Volume 1, No. 4, Summer 1998
Welcome back! I hope you had a good summer, whether working, studying, or doing research. And I hope you had a chance to relax and enjoy the sunshine we were blessed with. The summer was a productive time for the College — a time in which new people came on board, research initiatives were developed, and undergraduate research and outreach activities flourished. You’ll be able to read about these in the following pages of the newsletter. But I’d like to personally highlight a few accomplishments:
I’d like to stress that the framework laid by the College’s strategic planning efforts played an important role in the successes I’ve mentioned. The funding approval for the Tools for Transformation projects specifically states that an important criterion was each project’s link with the stated strategic goals and themes of the College. This will be true, as well, in upcoming budget and UIF decisions. In fact, in early September, the College was requested by the President’s and Provost’s Offices to make a presentation at a strategic planning workshop for Deans, Chairs, and Directors. Our College and the College of Engineering are recognized as relatively advanced in campus strategic planning efforts, and we were asked to present our experiences of what worked what didn’t work, and what benefits resulted. I’d like to share with you a few excerpts from the presentation we made:
What’s all this fuss about planning? What is it? Why do we do it? Aren’t we in academia somehow different? The answer to that last question is "no." We aren’t different from any other system that wants to improve itself. But it’s hard work, and in a growth mode it didn’t seem as important as it does today when we are faced with new challenges, not the least of which is scarcer funding. We no longer have the luxury (if we ever did) of ignoring the larger environment in which we exist.
Like it or not, this is where we are. We have a responsibility to adapt to these challenges not merely to survive, but to thrive. Thus, we need to think and act strategically.
I want to focus on the benefits we’ve seen from our three years of strategic efforts. As we have conceptualized and implemented the plan, it is as much about process and community-building as it is about planning. But the process produces important results — direct and indirect — that are implemented along the way.
The direct products of planning are no surprise. We have mission and vision statements, just like everyone else. We also have medium-range goals that we use on a daily basis to guide decisions, large and small, in the Dean’s Office and throughout the College. You can see that this isn’t rocket science. The basic elements of academia — teaching, research, and service — are there.
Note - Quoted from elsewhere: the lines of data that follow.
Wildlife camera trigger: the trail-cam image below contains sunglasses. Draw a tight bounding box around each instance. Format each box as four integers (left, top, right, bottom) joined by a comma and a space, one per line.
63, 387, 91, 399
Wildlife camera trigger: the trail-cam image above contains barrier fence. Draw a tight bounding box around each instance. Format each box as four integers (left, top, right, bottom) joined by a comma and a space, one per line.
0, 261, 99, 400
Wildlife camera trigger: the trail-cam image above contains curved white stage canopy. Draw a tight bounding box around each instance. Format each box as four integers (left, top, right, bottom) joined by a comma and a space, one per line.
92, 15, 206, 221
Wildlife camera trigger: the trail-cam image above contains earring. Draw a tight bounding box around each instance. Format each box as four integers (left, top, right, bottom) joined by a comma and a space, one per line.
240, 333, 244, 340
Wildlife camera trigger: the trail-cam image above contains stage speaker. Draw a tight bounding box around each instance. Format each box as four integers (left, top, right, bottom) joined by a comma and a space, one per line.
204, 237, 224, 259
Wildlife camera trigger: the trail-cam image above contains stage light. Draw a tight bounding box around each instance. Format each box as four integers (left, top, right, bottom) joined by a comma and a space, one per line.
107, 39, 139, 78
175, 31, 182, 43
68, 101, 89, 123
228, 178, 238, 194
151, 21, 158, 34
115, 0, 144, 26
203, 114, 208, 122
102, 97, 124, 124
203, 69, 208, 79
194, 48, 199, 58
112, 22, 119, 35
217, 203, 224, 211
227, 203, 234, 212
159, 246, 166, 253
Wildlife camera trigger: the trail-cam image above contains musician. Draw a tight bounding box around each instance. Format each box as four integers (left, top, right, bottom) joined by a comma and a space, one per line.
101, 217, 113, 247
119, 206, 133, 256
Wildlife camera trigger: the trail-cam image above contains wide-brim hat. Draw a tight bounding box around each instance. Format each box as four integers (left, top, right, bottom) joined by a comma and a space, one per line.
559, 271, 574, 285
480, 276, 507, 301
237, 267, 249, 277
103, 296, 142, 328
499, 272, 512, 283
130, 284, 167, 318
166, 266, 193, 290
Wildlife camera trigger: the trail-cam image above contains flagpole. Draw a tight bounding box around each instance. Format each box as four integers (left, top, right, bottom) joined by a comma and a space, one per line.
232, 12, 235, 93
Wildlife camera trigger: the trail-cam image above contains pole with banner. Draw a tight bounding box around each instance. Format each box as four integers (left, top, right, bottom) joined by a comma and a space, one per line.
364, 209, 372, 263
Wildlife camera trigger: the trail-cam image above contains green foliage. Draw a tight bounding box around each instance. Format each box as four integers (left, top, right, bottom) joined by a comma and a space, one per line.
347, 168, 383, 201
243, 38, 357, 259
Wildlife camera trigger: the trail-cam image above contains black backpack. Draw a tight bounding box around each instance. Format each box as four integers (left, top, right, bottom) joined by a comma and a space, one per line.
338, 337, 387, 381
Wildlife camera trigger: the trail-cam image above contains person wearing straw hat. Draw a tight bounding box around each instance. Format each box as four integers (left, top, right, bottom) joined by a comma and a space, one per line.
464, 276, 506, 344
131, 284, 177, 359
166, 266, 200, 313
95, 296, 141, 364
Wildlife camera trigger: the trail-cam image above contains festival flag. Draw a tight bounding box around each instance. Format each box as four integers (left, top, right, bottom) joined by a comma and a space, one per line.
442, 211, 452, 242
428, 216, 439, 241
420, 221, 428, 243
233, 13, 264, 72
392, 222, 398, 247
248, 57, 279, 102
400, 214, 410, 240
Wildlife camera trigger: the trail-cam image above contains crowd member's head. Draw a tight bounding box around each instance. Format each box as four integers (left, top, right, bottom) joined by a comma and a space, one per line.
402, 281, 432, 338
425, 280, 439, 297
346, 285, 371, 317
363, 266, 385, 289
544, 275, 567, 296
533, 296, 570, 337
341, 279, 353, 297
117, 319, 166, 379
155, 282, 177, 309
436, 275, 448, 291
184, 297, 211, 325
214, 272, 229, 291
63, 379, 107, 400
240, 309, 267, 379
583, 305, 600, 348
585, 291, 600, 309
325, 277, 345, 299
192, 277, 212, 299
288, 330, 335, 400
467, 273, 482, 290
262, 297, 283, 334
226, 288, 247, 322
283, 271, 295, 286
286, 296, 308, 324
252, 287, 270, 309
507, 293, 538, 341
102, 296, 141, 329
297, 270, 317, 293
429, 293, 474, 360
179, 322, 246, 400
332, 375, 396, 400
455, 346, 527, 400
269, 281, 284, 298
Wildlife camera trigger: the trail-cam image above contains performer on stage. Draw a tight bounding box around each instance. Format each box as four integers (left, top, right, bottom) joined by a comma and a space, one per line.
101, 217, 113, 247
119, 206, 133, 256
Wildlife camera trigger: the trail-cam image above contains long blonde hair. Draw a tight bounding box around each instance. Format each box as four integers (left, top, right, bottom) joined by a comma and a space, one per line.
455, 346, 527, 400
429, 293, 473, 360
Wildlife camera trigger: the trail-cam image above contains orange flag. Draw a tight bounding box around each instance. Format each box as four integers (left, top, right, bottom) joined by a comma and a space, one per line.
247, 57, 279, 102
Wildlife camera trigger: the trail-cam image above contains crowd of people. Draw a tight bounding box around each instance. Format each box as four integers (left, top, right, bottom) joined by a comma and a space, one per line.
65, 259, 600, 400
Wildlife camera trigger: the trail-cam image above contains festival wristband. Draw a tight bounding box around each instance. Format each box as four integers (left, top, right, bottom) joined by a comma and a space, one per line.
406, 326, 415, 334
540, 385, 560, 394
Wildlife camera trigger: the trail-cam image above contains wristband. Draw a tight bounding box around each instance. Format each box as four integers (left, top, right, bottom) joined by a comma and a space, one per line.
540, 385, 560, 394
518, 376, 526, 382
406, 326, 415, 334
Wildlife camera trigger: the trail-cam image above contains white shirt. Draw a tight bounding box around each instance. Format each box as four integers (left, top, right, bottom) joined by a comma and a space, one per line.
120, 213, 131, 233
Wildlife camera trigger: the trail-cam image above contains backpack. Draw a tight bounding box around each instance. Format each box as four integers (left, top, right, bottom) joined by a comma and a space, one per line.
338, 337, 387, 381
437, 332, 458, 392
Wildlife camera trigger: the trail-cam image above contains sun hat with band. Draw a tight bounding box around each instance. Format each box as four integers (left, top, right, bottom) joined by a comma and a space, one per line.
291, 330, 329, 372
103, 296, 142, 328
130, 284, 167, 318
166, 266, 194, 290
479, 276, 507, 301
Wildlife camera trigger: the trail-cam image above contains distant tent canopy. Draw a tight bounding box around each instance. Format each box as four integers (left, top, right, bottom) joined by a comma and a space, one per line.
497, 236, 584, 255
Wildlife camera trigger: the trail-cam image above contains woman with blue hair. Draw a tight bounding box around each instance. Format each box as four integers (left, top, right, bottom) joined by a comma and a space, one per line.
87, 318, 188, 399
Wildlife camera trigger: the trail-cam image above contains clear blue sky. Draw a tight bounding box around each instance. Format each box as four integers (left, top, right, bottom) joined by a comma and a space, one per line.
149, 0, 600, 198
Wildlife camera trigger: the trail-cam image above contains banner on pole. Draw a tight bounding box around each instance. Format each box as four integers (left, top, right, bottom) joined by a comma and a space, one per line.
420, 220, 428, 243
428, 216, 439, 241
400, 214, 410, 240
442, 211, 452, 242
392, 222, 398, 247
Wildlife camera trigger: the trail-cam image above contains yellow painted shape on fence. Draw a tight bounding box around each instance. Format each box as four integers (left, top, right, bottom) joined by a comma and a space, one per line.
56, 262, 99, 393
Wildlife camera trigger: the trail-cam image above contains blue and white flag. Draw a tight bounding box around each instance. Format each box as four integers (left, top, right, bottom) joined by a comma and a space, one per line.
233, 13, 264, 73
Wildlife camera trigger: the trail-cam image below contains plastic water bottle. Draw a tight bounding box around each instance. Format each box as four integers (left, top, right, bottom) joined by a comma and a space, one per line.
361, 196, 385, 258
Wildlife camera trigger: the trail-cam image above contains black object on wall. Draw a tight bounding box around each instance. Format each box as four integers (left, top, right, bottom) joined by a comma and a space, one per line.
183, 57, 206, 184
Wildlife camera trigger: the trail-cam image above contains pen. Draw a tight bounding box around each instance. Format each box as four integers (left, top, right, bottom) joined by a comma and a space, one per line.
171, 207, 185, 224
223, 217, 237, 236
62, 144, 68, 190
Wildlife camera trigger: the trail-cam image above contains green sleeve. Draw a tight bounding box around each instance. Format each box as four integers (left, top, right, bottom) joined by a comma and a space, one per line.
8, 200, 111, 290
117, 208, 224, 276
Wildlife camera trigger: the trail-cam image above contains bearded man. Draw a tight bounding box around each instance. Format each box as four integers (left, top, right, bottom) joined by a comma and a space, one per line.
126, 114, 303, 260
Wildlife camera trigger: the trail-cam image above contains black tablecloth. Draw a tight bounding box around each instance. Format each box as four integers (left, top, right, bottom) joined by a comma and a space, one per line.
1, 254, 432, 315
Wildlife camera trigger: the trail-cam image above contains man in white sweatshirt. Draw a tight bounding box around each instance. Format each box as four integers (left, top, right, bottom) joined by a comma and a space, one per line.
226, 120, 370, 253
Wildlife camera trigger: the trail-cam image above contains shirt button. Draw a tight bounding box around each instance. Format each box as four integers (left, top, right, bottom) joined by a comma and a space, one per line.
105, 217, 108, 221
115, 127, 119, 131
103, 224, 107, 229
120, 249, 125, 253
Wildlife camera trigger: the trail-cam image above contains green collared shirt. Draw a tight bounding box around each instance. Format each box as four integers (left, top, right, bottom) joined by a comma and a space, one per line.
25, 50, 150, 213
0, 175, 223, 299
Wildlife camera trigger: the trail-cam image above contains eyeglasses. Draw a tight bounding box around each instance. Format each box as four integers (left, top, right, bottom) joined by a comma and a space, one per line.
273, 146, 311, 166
We aren’t changing our "business," but rather HOW we do business. I could have formulated these goals alone in my office and then attempted to "sell" them to the College. The important point is that I didn’t do that. The mission, vision, and goals were developed at College-wide workshops, with attendance of about 100, where faculty, staff, administrators, undergraduates, and graduate students participated and now have a sense of ownership in these words, some of which were labored over extensively.
As our process evolved, we arrived at the point of developing last spring specific shorter-term targets that we intend to focus on for the coming year. These targets are things we feel are critical for our success and achievable. They too support the basic elements of teaching, research, and service, and are also the product of discussion and input. We’ll rank our overall success compared to these targets next spring, and then renew the process.
The "bones" of planning provide a way of clarifying direction and setting priorities for programs of the College. They provide a way for us to fit the President’s and Regents’ expectations into our work. Similarly, they bring activities of our component units into alignment with College goals. Barriers to meeting goals, such as structural or operating problems, ambiguities, differences and misunderstandings — anything that stands in the way of meeting a goal — are uncovered, and there are now strong incentives to resolve them. In the past they might have gone untreated. Planning focuses multiple resources, human and financial, on priority areas for greater impact. It allows us to adapt more successfully to change and opportunities.
It is important to remember that planning doesn’t put us in a straitjacket; it allows us to react more quickly when something unexpected comes up, good or bad. For example, when the Tools for Transformation program was announced, we were ready and filed a request almost immediately. But that’s not all. Once your organization sees the power of strategic thinking and internalizes it, things happen that were not previously imagined. The simple procedure of arranging alternatives and contingencies in an orderly way often leads to useful new strategies.
Planning discourages the "quick fix," which often doesn’t work. Planning elicits participation and information from parts of the organization that do not normally play much of a role in formulating policy and practices. Planning helps take the fear out of accountability. Planning forces you to pay attention to your organization and develops a culture of valuing people. Planning strengthens external linkages. And last but not least, the process attracts resources.
That last point brings me back to the list of accomplishments with which I began these notes. Our work plan for the coming year will be reviewed at the all-College quarterly meeting on October 9 (followed by our annual salmon barbecue). Please join me in sharing the work (and its rewards). I look forward to seeing you all then!